To examine whether circFAT1 promoted OS cell proliferation, migration, and invasion via interacting with miR-375, we co-transfected pre-miR-375 or miR-375 sponge and the circFAT1 overexpression or knockdown construct into OS cells. The results showed that both the protein and mRNA expression of YAP1 and target genes c-Myc and Birc5 significantly increased in OS cells co-transfected with shcircFAT1 plasmids and miR-375 sponge compared with cells transfected with shcircFAT1 alone (Fig. 7a and b). Immunofluorescence analysis confirmed that the expression of YAP1, c-Myc, and Birc5 increased in 143B and HOS cells transfected with shcircFAT1 and miR-375 sponge together when compared with shcircFAT1 alone (Fig. 7c). Knockdown of both miR-375 and circFAT1 resulted in a higher growth rate than in the circFAT1 inhibition group (Fig. 7d). Furthermore, anoikis cells were also upregulated after treatment with pre-miR-375 and circFAT1 co-transfected cells (Fig. 7e). In addition, downregulation of both miR-375 and circFAT1 promoted colony formation when compared with cells transfected with shcircFAT1 alone (P < 0.05 for both; Fig. 7f and Additional file 3: Figure S7a-b). In addition, Transwell Matrigel invasion and wound healing assays indicated that OS cells co-transfected with the miR-375 sponge and shcircFAT1 expression construct demonstrated enhanced invasion and migration capabilities when compared with shcircFAT1-transfected cells (Fig. 7g and h). Together, these data suggest that circFAT1 promotes cell migration, invasion, and proliferation via sponging miR-375 and subsequently induces YAP1 expression in vitro.

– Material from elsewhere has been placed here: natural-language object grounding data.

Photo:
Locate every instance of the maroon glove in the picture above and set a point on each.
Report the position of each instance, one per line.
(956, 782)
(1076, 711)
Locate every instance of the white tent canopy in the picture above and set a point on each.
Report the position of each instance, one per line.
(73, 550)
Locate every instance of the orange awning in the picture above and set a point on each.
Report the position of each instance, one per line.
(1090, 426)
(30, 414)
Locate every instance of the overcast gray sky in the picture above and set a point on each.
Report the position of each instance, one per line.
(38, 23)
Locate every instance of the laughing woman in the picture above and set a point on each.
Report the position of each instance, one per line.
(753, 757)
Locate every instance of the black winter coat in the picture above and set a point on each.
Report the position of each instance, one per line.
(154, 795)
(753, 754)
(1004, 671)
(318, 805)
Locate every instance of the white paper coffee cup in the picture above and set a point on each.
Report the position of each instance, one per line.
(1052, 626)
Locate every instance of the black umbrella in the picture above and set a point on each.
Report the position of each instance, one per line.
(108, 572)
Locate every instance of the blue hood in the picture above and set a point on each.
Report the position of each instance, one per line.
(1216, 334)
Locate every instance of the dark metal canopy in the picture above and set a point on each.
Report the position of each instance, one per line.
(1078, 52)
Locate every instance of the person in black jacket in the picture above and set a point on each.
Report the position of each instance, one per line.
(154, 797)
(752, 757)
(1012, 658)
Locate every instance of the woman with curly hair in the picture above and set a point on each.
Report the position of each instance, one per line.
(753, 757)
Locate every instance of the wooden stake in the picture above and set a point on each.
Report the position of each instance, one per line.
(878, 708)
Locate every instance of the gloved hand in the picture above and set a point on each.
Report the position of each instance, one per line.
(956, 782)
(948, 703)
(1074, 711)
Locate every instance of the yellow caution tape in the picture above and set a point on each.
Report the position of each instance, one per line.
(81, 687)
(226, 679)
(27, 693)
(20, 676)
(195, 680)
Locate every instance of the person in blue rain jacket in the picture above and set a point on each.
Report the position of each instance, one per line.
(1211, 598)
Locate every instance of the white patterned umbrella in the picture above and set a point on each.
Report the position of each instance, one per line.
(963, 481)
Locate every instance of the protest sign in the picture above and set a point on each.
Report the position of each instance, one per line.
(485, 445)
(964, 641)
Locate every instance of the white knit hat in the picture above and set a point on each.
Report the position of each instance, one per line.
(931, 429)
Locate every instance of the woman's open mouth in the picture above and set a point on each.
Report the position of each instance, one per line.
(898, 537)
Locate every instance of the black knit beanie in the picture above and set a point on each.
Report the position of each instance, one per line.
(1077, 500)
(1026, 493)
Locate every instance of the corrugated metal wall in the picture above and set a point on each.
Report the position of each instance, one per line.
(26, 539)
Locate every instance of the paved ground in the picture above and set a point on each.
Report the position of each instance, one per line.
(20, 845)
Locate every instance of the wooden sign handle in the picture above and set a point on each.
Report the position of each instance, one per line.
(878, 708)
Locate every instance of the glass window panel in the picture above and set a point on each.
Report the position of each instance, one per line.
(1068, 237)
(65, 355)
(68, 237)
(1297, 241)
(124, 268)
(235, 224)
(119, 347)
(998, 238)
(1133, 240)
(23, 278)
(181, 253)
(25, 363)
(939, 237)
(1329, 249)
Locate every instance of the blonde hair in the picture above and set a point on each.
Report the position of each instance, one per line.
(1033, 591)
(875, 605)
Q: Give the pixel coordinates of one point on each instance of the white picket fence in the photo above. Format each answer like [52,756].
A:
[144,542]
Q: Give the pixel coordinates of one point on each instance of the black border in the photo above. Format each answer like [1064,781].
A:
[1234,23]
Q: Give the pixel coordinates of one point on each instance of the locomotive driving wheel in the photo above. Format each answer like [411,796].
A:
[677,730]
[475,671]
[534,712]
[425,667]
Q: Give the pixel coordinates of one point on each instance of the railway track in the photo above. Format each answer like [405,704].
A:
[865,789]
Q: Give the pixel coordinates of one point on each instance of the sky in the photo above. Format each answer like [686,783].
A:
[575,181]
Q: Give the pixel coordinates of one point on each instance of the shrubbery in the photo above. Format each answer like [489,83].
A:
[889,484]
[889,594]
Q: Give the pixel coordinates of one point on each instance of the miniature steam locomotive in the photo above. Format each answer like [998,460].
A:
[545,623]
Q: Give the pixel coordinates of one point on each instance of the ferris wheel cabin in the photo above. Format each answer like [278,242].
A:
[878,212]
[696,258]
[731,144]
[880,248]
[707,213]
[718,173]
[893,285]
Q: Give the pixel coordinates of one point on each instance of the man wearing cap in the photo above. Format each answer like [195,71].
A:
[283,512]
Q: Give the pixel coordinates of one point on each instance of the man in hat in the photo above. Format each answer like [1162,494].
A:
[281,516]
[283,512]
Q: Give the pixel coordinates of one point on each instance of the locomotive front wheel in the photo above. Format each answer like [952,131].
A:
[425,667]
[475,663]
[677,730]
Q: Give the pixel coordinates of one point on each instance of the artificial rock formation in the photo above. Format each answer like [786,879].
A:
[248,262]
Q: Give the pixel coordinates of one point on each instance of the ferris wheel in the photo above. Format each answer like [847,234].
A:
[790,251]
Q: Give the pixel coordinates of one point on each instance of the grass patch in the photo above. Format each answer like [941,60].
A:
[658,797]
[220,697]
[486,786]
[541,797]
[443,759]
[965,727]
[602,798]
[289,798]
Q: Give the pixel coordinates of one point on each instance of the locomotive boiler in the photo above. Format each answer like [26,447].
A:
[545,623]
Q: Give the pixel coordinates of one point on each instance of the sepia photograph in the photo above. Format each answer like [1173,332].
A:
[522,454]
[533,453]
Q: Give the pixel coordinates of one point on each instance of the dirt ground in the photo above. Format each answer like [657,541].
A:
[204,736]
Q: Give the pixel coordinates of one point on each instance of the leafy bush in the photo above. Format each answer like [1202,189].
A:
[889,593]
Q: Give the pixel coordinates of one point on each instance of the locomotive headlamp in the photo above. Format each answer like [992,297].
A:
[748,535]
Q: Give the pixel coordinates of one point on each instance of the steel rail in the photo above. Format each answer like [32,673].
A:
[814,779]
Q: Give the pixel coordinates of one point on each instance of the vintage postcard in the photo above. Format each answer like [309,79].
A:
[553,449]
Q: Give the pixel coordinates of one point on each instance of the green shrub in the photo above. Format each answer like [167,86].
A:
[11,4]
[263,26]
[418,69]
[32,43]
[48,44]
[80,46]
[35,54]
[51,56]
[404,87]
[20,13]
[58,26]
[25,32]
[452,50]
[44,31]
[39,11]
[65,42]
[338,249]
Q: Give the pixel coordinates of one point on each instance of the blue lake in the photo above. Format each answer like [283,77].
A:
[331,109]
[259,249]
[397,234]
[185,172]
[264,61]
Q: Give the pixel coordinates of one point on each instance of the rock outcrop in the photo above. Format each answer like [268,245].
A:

To investigate the effect of circFAT1 and miR-375 in vivo, circFAT1-deficient, miR-375 knockdown, or control 143B cells were subcutaneously injected into nude mice, after which tumor growth was evaluated. Cells lacking both miR-375 and circFAT1 had a higher growth rate than those lacking circFAT1 expression alone (Fig. 8a and b). In contrast, circFAT1 knockdown reduced the volume of 143B-derived tumors in vivo (Fig. 8c), an effect that was abrogated by co-expression with miR-375 sponge constructs. We observed similar results for the average tumor wet weight in the three groups (Fig. 8d).

We next evaluated the relationship between circFAT1 and YAP1 in vivo. circFAT1 knockdown reduced the mean area immunopositive for YAP1, c-Myc, and Birc5 in tumor tissues, as determined by immunohistochemistry (Fig. 8e), this corresponded to a decrease in the levels of YAP1, c-Myc, and Birc5 protein and mRNA (Fig. 8f and g). Inhibition of miR-375 reversed this effect. Interestingly, immunofluorescence (Additional file 4: Figure S5a) and western blot (Additional file 4: Figure S5b) results indicated that the upregulation of c-Myc expression induced by circFAT1 overexpression is independent on Wnt signal pathway. Besides, Kaplan-Meier survival curves of the TCGA sarcoma dataset showed that the patients with high expression of YAP and target genes had a low 10-year overall survival rate, while the patients with high expression of miR-375 had a high 10-year overall survival rate (Additional file 5: Figure S8). These results suggest that circFAT1 sponges miR-375 in OS and miR-375 mediates the tumor-suppressive function of circFAT1 in vivo (Fig. 8h).